Le pétrole bondit après les sanctions américaines contre la Russie : "Leurs cargaisons comportent désormais une prime de risque"
La Russie est le troisième producteur mondial de pétrole brut, derrière les Etats-Unis et l'Arabie saoudite, avec environ 11% de la production d'or noir du globe l'an dernier.

- Publié le 23-10-2025 à 09h24
- Mis à jour le 23-10-2025 à 09h30

Les Bourses européennes ont ouvert jeudi en timide hausse, les investisseurs digérant une nouvelle salve de résultats d'entreprises sur fond de tensions commerciales entre les Etats-Unis et la Chine.
Dans les premiers échanges, la Bourse de Paris prenait 0,34%, Francfort 0,23%, tandis que Londres et Milan gagnaient 0,35%.
A Bruxelles, le Bel20 perdait 0,36%.
Kering avance de plus de 5%
Le groupe de Luxe Kering était en forte hausse à la Bourse de Paris jeudi, au lendemain de la publication de ses ventes au troisième trimestre, en baisse de 10% à 3,4 milliards d'euros, mais au-dessus des attentes du marché.
Le titre prenait 6,81% à 332,35 euros vers 09H10, dans un marché en hausse de 0,40%.
Dassault Systèmes chute de 15%
L'éditeur français de logiciels Dassault Systèmes chute en Bourse jeudi après avoir revu à la baisse ses objectifs pour 2025 en raison d'une croissance moins rapide qu'espéré.
Vers 09H20 heure de Paris, le titre Dassault Systèmes dévissait de 15,67% à 25,40 euros, dans un marché en légère hausse de 0,23%.
Le pétrole s'échauffe, les groupes russes sanctionnés
Le pétrole a bondi de presque 3% jeudi, après les sanctions américaines contre les groupes russes d'hydrocarbures, attisant les craintes de tensions sur l'offre, tandis qu'or et Bourses asiatiques reculaient de concert dans des marchés volatils.
Vers 02H15 GMT, le baril de WTI nord-américain grimpait de 2,15% à 59,77 dollars et celui de Brent de la mer du Nord 2,12% à 64,92 dollars.

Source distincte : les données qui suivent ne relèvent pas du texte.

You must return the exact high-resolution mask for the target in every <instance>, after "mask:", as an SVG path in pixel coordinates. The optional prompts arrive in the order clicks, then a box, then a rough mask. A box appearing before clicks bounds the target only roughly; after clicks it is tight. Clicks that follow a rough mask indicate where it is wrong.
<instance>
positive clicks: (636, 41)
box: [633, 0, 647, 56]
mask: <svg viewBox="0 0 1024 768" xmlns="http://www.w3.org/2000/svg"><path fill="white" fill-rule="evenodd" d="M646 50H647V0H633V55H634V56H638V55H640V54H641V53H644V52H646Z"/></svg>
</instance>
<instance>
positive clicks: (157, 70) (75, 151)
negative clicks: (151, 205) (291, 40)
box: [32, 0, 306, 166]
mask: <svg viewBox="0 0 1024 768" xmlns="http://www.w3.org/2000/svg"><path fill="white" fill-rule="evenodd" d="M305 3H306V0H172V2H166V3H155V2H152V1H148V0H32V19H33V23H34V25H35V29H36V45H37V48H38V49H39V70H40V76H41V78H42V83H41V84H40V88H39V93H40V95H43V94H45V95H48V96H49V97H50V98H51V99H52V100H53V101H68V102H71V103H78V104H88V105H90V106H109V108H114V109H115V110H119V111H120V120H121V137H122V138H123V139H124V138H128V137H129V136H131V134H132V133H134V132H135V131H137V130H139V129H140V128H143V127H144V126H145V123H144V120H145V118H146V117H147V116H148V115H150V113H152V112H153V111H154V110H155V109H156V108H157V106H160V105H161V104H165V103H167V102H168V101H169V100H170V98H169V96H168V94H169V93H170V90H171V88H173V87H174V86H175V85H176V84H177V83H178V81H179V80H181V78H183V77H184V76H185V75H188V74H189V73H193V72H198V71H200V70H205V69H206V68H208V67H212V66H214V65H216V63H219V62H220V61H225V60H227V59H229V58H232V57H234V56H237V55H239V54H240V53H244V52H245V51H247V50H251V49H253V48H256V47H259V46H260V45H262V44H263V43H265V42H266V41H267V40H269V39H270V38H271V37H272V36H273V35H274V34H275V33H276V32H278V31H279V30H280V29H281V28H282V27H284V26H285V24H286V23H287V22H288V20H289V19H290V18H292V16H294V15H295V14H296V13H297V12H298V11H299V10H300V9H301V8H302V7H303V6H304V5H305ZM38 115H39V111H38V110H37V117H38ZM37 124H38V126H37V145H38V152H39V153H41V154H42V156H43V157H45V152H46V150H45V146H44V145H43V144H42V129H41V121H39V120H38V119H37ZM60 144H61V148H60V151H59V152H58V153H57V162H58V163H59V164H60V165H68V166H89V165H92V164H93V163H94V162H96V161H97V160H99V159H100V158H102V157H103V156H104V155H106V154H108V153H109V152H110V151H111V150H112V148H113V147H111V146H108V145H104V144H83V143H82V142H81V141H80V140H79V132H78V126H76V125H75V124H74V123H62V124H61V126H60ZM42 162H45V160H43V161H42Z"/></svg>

Ils ont bondi de presque 3% en début d'échanges asiatiques, suivant l'annonce par le ministère américain des Finances de sanctions contre les producteurs russes d'hydrocarbures Rosneft et Lukoil.
Expliquant cette décision par "l'absence de volonté sérieuse de la Russie de s'engager dans un processus de paix afin de mettre fin à la guerre en Ukraine", Washington a par ailleurs invité ses alliés "à se joindre à (ces) sanctions".
"Cette décision met en lumière les raisons pour lesquelles les Etats-Unis ont reconstitué leurs réserves stratégiques en début de semaine: l'administration estime clairement que les prix du pétrole se situent à un niveau (...) suffisamment bas pour mettre en oeuvre des politiques susceptibles de perturber l'offre mondiale", observe Kyle Rodda, analyste du cabinet Capital.com.
La Russie est le troisième producteur mondial de pétrole brut, derrière les Etats-Unis et l'Arabie saoudite, avec environ 11% de la production d'or noir du globe l'an dernier.
"Ces sanctions ne sont pas qu'un bout de papier, elles modifient le coût du transport d'un baril" car "les cargaisons liées à Rosneft ou Lukoil comportent désormais une prime de risque impossible à couvrir", et les sanctions les coupent du "système dollar" avertit Stephen Innes, analyste de SPI Asset Management.
Or, "Rosneft et Lukoil représentent à elles deux l'essentiel des exportations de brut russe (...) et sont la plomberie de la logistique pétrolière mondiale, leurs pétroliers mélangeant, négociant et expédiant du brut qui subit des changements de pavillon et de prix une demi-douzaine de fois", explique-t-il.
Ces sanctions interviennent alors que Washington accroît sa pression sur les pays européens mais aussi sur l'Inde et le Japon - grands importateurs d'hydrocarbures - pour qu'ils cessent leurs achats d'énergie à la Russie, estimant que cela contribue à financer la guerre menée par Vladimir Poutine.